# Intro to ML: Preprocessing Data

## When and Why Preprocess?
Machine learning models work best when data is clean, consistent, and comparable. **Preprocessing** means preparing data so that it’s fair and understandable to your model.

Think about it like baking cookies—if your ingredients aren’t measured in the same units (cups vs. grams), the result might be… weird.

**Reasons to preprocess:**
- Fix messy or missing data.
- Put features on similar scales so no one feature dominates.
- Convert categories (like colors or fruit names) into numbers so computers can read them.

### 🍪 Example:
You’re building a model to predict which cookie recipe people like best. Your dataset includes:
- Sugar (grams)
- Baking time (minutes)
- Cookie type (chocolate chip, oatmeal, sugar)
- Rating (1–5 stars)

Before training your model, you’d want to:
1. Make sure sugar and baking time are in consistent units.
2. Convert cookie type into numbers.
3. Possibly scale features so that grams and minutes don’t overpower each other.

### 💡 Question 1:
Why might a model get confused if 'baking time' is measured in minutes but 'sugar' is in teaspoons?

## Scaling
Scaling ensures that features measured in different units don’t unfairly influence the model.

**Example:**
Imagine a model comparing two features:
- Height (in centimeters, ~100–200)
- Age (in years, ~1–100)

Without scaling, the model might think height matters more, simply because the numbers are larger.

**Two common types of scaling:**
- **Standard scaling**: centers data around 0, so most values fall between -1 and 1.
- **Min-max scaling**: squishes everything between 0 and 1.

### 🏀 Fun Example:
If you’re analyzing NBA player stats (height in cm, points per game, salary in dollars), you’d want to scale them before predicting something like “All-Star potential.” Otherwise, the model might think money = talent.

### 💡 Question 2:
Which would you use in this case—StandardScaler or MinMaxScaler—and why?

## Encoding
Models can’t understand words—they need numbers. **Encoding** is how we convert categories into numeric form.

**Two common encoding types:**
- **One-Hot Encoding**: Turns each category into a new column (useful for non-ordered categories).
  - Example: 'cookie type' → chocolate chip = [1,0,0], oatmeal = [0,1,0], sugar = [0,0,1].
- **Ordinal Encoding**: Assigns numeric ranks to ordered categories.
  - Example: 'spiciness' → low = 1, medium = 2, high = 3.

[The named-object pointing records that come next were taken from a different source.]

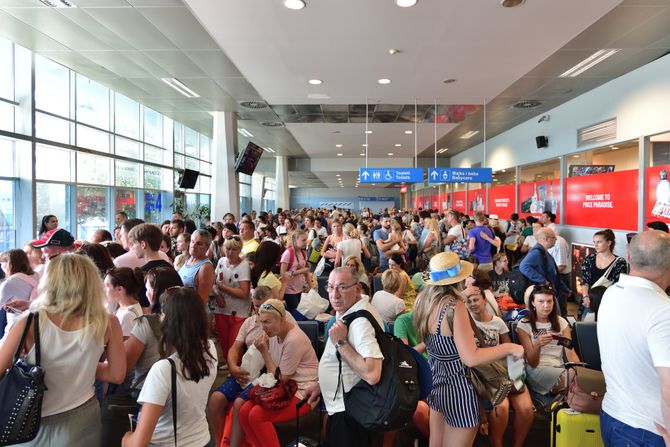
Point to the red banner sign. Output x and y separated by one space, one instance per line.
538 197
602 200
501 201
658 194
459 202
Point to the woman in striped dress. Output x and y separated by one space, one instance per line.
454 406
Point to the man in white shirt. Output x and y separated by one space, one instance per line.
634 340
561 254
361 359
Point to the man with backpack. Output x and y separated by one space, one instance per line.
361 358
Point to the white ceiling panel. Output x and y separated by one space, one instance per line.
134 28
179 25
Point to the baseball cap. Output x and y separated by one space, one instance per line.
57 237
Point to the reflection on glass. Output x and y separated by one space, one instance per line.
50 128
127 174
126 200
7 230
190 142
93 169
52 198
127 148
91 211
126 116
92 103
92 139
53 163
52 87
153 127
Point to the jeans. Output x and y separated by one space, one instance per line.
617 434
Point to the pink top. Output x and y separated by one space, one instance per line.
295 356
296 283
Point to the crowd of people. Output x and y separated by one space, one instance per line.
118 312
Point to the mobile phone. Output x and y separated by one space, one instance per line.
563 341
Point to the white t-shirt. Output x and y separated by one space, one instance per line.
491 330
388 305
126 317
192 428
634 340
231 276
551 354
362 338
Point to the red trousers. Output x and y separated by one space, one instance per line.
257 421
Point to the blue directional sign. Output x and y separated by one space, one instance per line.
391 175
453 175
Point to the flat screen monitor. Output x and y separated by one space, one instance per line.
248 159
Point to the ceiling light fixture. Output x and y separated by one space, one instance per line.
294 4
180 87
244 132
405 3
590 62
468 135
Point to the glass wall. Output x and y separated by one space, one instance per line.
100 152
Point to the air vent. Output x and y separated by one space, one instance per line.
272 124
254 105
597 133
528 104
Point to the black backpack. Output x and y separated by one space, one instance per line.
518 282
390 404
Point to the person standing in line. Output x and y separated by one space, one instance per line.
635 348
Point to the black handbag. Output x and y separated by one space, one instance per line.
21 393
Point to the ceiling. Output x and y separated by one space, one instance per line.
257 50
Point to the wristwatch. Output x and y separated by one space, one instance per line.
340 343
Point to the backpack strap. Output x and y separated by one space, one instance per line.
173 376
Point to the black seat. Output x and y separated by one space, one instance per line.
311 328
587 340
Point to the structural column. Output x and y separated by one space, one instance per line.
257 192
225 183
283 198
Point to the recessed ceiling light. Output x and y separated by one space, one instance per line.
180 87
589 62
469 135
405 3
294 4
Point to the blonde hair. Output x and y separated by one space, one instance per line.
430 300
391 281
72 288
273 305
350 231
359 265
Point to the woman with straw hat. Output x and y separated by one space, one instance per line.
454 406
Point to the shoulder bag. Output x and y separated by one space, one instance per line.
21 393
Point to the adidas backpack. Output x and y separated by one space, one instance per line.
389 404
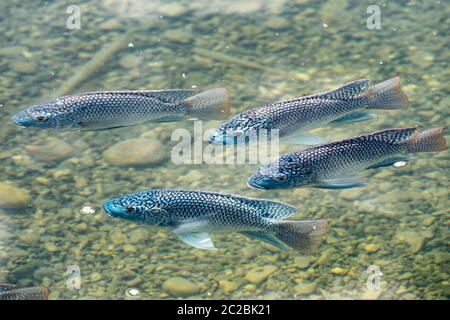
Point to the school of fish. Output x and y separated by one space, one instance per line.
192 216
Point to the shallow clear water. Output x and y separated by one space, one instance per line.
262 51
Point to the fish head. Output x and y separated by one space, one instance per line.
140 208
52 114
239 130
281 174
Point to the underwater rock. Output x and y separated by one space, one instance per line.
23 67
371 247
52 149
277 23
172 10
12 197
371 294
182 287
228 286
305 288
130 61
414 239
135 152
302 262
139 235
177 36
260 274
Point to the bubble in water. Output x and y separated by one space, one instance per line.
89 209
133 292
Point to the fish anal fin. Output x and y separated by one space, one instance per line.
388 162
199 240
266 237
340 183
302 139
353 117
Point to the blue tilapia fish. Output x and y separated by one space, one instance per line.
294 118
337 165
31 293
192 215
111 109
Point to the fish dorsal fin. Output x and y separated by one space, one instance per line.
171 95
349 90
272 209
395 136
199 240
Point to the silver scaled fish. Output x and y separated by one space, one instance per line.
111 109
294 118
31 293
337 165
192 215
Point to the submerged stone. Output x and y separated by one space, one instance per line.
12 197
178 286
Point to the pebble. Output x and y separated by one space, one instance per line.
277 23
371 294
130 61
139 235
305 288
228 286
95 277
177 36
12 197
118 237
52 149
23 67
172 10
260 274
351 194
337 271
302 262
414 239
428 221
180 287
371 247
135 152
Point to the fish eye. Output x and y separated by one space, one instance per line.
40 118
130 209
281 178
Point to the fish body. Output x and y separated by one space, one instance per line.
192 215
32 293
295 117
110 109
336 165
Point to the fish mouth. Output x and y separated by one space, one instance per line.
110 210
16 121
254 185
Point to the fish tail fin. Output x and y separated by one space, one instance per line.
387 95
305 236
427 141
209 105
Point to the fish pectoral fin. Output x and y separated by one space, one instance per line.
167 119
353 117
266 237
302 139
199 240
395 161
340 183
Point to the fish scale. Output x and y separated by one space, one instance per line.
334 165
110 109
191 215
297 116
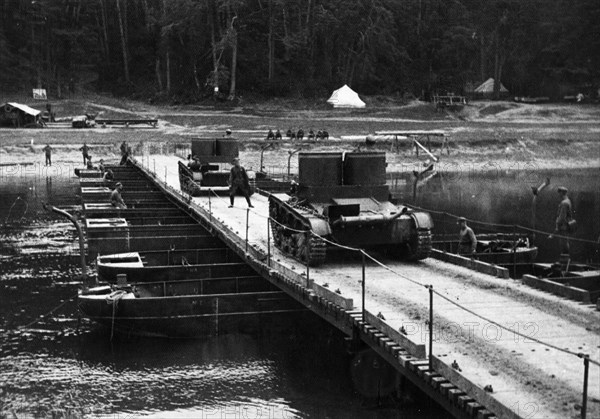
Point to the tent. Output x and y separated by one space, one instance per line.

**Analogy:** If One-Hot Encoding is like making separate scoreboards for each team, Ordinal Encoding is like ranking teams 1st, 2nd, and 3rd.

### 🍦 Example:
You’re training an ice cream shop model to predict flavor popularity. The dataset includes flavor (vanilla, chocolate, strawberry) and average weekly sales.
You’d need to encode these flavors as numbers before training.

### 💡 Question 3:
Why might 'vanilla=1, chocolate=2, strawberry=3' be misleading for a model?

## Principal Component Analysis (PCA)
PCA is a way to **simplify complex data** by reducing the number of features, while keeping most of the important information.

**Imagine:** You have a 10-feature dataset of cookies (sugar, flour, butter, etc.). PCA can help compress those into 2–3 features that still describe most of the variation in recipes.

This makes it easier to visualize patterns and can speed up learning.

### 🎨 Fun Example:
Suppose you have 1,000 photos of sneakers with features like color intensity, texture, and brightness. PCA can reduce all that down to just two “summary” features that let you plot the shoes in 2D—red vs. blue shoes might form distinct clusters.

**However:** Reducing too much can mean losing key details (like brand logos or unique designs).

### 💡 Discussion Prompt:
If you reduced 1,000 sneaker features to just 2, what might the model lose in its ability to classify shoes?

## Key Takeaways
- **Preprocessing** prepares your data to be fair and consistent.
- **Scaling** ensures features measured in different units don’t overpower one another.
- **Encoding** lets computers understand categorical data.
- **PCA** reduces complexity while keeping the main patterns.

**In short:** Before teaching a computer to learn, make sure the data speaks the same language!